In order to win approval for the deal and keep its contribution to the bail-out as low as possible, the treasury promised to put together a banking consortium to find another 750 million ecu for Banco di Napoli and to carry out asset sales.

Last summer, BN sold 50 of its 77 branches in northern Italy to the Banca Popolare di Brescia for 150 million ecu. But private banks, wary of getting involved in a venture which lost a further 350 million ecu in 1996, were not keen to join the treasury-led consortium.

Instead, Treasury Minister Carlo Azeglio Ciampi was forced to issue a public notice for offers to buy a 60&percent; stake in BN - a procedure which raised eyebrows within DGIV.

To underwrite the offers, the treasury felt it had to guarantee payment of the 1-billion-ecu state aid, but this had still to be approved.
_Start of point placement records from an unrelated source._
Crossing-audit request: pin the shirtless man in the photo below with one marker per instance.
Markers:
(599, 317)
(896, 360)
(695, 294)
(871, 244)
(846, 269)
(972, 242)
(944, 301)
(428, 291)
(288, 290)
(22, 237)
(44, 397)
Secondly, only two offers were made for the shareholding and these were from institutions mostly owned by the state.

Ciampi had hoped to interest European banks keen to establish a foothold in southern Italian retail banking, but it was not to be. He was placed instead in the awkward position of having to choose between two of the treasury's own banks, and then convincing DGIV that no extra surreptitious state aid had been paid.
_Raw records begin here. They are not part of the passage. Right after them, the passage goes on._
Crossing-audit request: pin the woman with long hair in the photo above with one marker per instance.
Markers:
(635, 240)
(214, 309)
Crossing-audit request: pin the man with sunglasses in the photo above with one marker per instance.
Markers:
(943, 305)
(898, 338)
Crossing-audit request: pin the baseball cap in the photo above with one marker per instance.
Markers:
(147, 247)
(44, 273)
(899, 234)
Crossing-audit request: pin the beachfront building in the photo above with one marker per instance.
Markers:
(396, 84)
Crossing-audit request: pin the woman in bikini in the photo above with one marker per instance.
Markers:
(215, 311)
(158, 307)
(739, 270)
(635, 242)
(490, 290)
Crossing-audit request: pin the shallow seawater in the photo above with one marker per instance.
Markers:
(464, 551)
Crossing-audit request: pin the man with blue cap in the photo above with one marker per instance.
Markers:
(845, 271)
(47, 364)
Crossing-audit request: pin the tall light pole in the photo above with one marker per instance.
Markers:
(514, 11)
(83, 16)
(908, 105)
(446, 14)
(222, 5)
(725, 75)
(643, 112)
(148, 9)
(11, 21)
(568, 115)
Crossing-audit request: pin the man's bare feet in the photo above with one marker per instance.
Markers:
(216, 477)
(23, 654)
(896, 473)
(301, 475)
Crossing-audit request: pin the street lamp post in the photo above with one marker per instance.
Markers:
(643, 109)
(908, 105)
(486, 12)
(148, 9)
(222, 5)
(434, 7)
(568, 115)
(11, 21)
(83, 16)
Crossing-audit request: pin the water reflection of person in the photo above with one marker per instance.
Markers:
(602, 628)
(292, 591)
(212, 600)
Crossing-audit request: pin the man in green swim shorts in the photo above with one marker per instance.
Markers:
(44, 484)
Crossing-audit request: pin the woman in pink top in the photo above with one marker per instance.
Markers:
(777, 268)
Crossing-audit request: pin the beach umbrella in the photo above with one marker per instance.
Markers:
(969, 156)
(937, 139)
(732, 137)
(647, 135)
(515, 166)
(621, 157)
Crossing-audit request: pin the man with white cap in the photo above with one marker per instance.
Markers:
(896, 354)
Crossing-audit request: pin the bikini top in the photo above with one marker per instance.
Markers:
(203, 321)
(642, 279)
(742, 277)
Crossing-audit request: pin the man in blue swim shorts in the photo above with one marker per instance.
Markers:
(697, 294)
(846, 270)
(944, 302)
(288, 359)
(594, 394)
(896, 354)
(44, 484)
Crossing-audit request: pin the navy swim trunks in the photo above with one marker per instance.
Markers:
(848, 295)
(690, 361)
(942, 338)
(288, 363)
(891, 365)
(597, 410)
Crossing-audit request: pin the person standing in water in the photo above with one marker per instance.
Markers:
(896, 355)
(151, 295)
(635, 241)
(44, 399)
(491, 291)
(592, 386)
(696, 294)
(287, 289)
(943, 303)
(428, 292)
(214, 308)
In the end, the treasury had to 'encourage' state-owned Banca Nazionale del Lavoro (BNL) and recently part-privatised insurance company INA to make a bid for BN worth 30 million ecu.
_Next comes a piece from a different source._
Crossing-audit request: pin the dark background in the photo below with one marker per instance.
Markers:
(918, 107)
After scrutinising the terms of the bidding, Van Miert was satisfied that the competition had been fair and genuine. But DGIV investigators are still looking into whether the restructuring plans for the bank submitted by the treasury are tough enough to return BN to long-term viability.

They are focusing on the restructuring of credit management, investment and risk-control services as well as measures to cut staff numbers and rationalise BN's branches. They are also assessing the exact terms of the subsidies paid last year, including a loan made by Cassa Depositi e Prestiti and other public banks and advances to BN from the Bank of Italy to offset losses, including the return of a 760-million-ecu obligatory reserve.

Officials say that Van Miert will make approval of the state aid dependent on conditions similar to those imposed on Crédit Lyonnais in 1995. Then, in return for nearly 7 billion ecu of aid, Lyonnais had to sell 35&percent; of its assets within three years - including some of its 'crown jewel' European retail banking network - and help to finance the debt write-off itself with a loan made to the treasury at below-market rates.

DGIV is hopeful that the presence of the private sector INA among the bank's new shareholders will ensure the parties stick to the terms of the restructuring programme.

BNL and INA will be aiming to bring an end to the history of poor risk-management at BN. Only when many of these aims are achieved will Ciampi be able to fulfil his wish to sell the remaining 40&percent; of the bank.